Mohon tunggu...
Renal Wijaya Kusuma
Renal Wijaya Kusuma Mohon Tunggu... Jurnalis - Author and connoisseur of literature

A fictional reader, who doesn't like to socialize, and lives in crowds. Not as complicated as imagined.

Selanjutnya

Tutup

Humaniora

Kezia Rantung, Membicarakan Literasi dan Sikap Masyarakat yang Tidak Peduli

29 Juni 2020   12:01 Diperbarui: 29 Juni 2020   12:06 188
+
Laporkan Konten
Laporkan Akun
Kompasiana adalah platform blog. Konten ini menjadi tanggung jawab bloger dan tidak mewakili pandangan redaksi Kompas.
Lihat foto
Kezia Rantung | dokpri

Pada pertengahan tahun 2012 lalu, sebuah lembaga organisasi pendidikan, keilmuan, dan kebudayaan perserikatan bangsa-bangsa UNESCO merilis data mengenai minat baca masyarakat indonesia begitu sangat rendah. Hanya berkisar: 0,001%. Yang artinya, dari 1.000 orang hanya 1 orang yang rajin membaca.

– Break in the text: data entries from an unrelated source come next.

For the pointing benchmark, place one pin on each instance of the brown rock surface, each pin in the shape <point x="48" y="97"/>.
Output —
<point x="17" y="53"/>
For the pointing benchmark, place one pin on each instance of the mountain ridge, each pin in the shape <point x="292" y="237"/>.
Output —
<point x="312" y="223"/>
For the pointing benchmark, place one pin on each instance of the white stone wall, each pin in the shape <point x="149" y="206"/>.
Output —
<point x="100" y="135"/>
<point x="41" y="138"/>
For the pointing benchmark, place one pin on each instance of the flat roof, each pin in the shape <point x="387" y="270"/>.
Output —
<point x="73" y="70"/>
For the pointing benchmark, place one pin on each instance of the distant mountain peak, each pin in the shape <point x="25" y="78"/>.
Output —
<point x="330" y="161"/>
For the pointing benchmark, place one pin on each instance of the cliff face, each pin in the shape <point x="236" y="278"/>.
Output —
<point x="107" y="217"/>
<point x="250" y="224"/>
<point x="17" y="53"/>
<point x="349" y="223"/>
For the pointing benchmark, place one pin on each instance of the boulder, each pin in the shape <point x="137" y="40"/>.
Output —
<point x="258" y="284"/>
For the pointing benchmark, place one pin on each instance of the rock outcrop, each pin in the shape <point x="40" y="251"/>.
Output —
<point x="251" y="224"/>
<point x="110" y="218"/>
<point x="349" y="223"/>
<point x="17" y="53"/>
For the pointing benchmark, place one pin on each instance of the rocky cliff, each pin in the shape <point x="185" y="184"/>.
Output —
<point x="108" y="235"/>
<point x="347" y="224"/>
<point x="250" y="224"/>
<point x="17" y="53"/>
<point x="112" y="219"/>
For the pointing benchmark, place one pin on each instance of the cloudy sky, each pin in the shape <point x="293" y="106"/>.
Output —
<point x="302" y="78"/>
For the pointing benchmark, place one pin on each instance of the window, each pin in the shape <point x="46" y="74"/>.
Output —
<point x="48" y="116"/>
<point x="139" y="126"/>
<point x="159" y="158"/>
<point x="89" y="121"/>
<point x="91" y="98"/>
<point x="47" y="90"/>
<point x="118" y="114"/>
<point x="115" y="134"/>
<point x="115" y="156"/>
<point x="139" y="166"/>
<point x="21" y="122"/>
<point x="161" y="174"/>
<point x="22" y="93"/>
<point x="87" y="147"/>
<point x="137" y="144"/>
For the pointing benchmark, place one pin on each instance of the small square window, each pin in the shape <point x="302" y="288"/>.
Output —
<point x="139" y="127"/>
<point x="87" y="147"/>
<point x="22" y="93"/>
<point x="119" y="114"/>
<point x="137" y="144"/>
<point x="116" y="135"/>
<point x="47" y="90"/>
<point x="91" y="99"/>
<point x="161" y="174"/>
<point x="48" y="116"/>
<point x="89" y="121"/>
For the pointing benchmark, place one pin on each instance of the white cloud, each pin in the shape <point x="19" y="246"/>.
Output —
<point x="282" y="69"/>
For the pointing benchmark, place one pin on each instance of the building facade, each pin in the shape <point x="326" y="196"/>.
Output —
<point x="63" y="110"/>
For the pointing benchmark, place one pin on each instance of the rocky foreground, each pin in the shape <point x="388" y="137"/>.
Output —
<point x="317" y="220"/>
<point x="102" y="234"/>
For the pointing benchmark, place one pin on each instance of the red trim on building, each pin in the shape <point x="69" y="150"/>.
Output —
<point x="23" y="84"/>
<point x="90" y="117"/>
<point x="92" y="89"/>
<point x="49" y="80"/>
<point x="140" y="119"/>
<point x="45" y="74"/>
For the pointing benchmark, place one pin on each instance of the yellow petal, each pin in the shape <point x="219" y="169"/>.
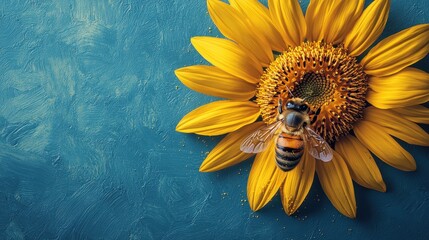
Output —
<point x="384" y="146"/>
<point x="368" y="27"/>
<point x="362" y="166"/>
<point x="212" y="81"/>
<point x="315" y="16"/>
<point x="395" y="99"/>
<point x="259" y="16"/>
<point x="405" y="88"/>
<point x="417" y="113"/>
<point x="232" y="24"/>
<point x="398" y="51"/>
<point x="298" y="183"/>
<point x="227" y="152"/>
<point x="408" y="79"/>
<point x="397" y="126"/>
<point x="265" y="178"/>
<point x="219" y="117"/>
<point x="229" y="57"/>
<point x="341" y="17"/>
<point x="331" y="20"/>
<point x="287" y="16"/>
<point x="337" y="184"/>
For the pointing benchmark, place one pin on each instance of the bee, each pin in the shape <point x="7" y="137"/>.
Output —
<point x="293" y="136"/>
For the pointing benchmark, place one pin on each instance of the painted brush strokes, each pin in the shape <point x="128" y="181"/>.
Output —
<point x="88" y="107"/>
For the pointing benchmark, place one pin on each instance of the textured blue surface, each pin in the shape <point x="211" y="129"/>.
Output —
<point x="88" y="107"/>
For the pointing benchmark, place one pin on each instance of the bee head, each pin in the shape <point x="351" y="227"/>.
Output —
<point x="297" y="104"/>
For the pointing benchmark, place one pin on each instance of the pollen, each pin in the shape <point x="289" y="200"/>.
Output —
<point x="332" y="83"/>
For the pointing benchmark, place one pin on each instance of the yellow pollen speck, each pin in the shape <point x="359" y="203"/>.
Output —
<point x="331" y="82"/>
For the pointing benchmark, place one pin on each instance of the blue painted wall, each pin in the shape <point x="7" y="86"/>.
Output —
<point x="88" y="107"/>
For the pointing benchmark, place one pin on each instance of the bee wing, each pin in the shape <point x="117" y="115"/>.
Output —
<point x="317" y="146"/>
<point x="259" y="139"/>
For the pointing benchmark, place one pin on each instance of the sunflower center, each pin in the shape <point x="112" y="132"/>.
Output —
<point x="331" y="82"/>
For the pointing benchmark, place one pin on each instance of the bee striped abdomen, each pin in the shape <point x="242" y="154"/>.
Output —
<point x="289" y="150"/>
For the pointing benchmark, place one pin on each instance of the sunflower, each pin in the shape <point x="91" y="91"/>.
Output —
<point x="357" y="106"/>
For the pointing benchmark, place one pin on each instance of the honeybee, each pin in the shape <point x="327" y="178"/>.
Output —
<point x="295" y="136"/>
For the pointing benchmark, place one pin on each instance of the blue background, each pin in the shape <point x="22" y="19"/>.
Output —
<point x="88" y="108"/>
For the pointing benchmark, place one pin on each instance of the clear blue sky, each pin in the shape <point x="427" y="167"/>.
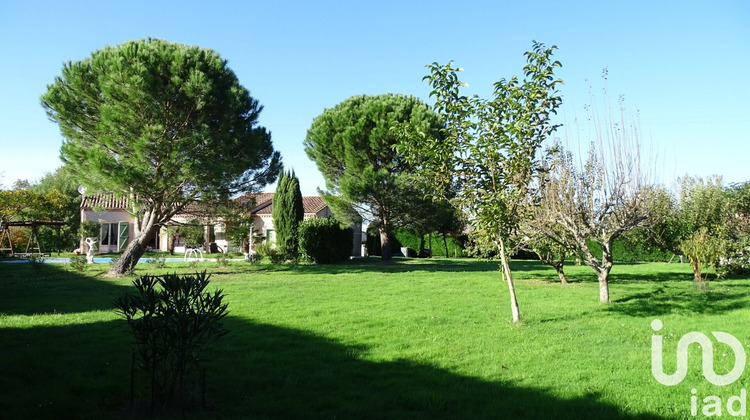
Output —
<point x="683" y="65"/>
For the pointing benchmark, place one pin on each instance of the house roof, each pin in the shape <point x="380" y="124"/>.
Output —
<point x="263" y="203"/>
<point x="104" y="202"/>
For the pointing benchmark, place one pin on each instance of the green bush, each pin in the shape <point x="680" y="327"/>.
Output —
<point x="253" y="259"/>
<point x="173" y="319"/>
<point x="36" y="262"/>
<point x="79" y="263"/>
<point x="407" y="239"/>
<point x="222" y="260"/>
<point x="263" y="249"/>
<point x="373" y="242"/>
<point x="325" y="241"/>
<point x="157" y="261"/>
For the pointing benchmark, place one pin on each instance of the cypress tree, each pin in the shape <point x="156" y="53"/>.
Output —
<point x="287" y="214"/>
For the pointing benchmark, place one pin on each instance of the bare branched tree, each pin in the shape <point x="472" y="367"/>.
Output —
<point x="608" y="195"/>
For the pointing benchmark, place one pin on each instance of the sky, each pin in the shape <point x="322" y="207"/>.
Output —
<point x="680" y="67"/>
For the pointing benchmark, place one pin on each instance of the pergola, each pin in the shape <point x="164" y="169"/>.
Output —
<point x="32" y="247"/>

Sedangkan pada riset bertajuk World's Most Literate Nations Ranked yang dilakukan oleh Central Connecticut State Univesity pada Maret 2016 lalu, Indonesia dinyatakan menduduki peringkat ke-60 dari 61 negara soal minat membaca, persis berada di bawah Thailand (59) dan di atas Bostwana (61).

Data-data tersebut menunjukan bagaimana sikap masyarakat kita yang begitu tidak peduli terhadap literasi. Hal demikian mempertanyakan kembali apakah literasi itu penting untuk berjalan bersama dengan kehidupan masyarakat.

Sebagai orang yang memiliki perhatian dan kepedulian besar terhadap literasi. Kezia Rantung tidak menampik bahwa minat baca indonesia begitu sangat rendah. Menurutnya, kepedulian masyarakat akan literasi sangat memprihatinkan.

"Sangat disayangkan, literasi sekedar jargon tanpa tindakan, padahal literasi berpengaruh besar terhadap cara pikir bertindak dan berkreasi juga komunikasi, namun segelintir pengguna dunia maya yg kurang bijak menyajikan hal-hal menghibur tapi jauh dari kata "dulce et utile" indah dan bermakna." Ujar Kezia Rantung.

Wanita yang baru saja menyelesaikan pendidikannya di Universitas Negeri Manado, jurusan Bahasa dan Sastra Indonesia ini, mengatakan bahwa literasi sangat penting dalam kehidupan masyarakat.

"Tentu penting, diera milenial seperti ini pembekalan literasi harus menjadi kewajiban untuk melatih otak menambah kosakata, membaca, memperkuat kepribadian lewat menulis."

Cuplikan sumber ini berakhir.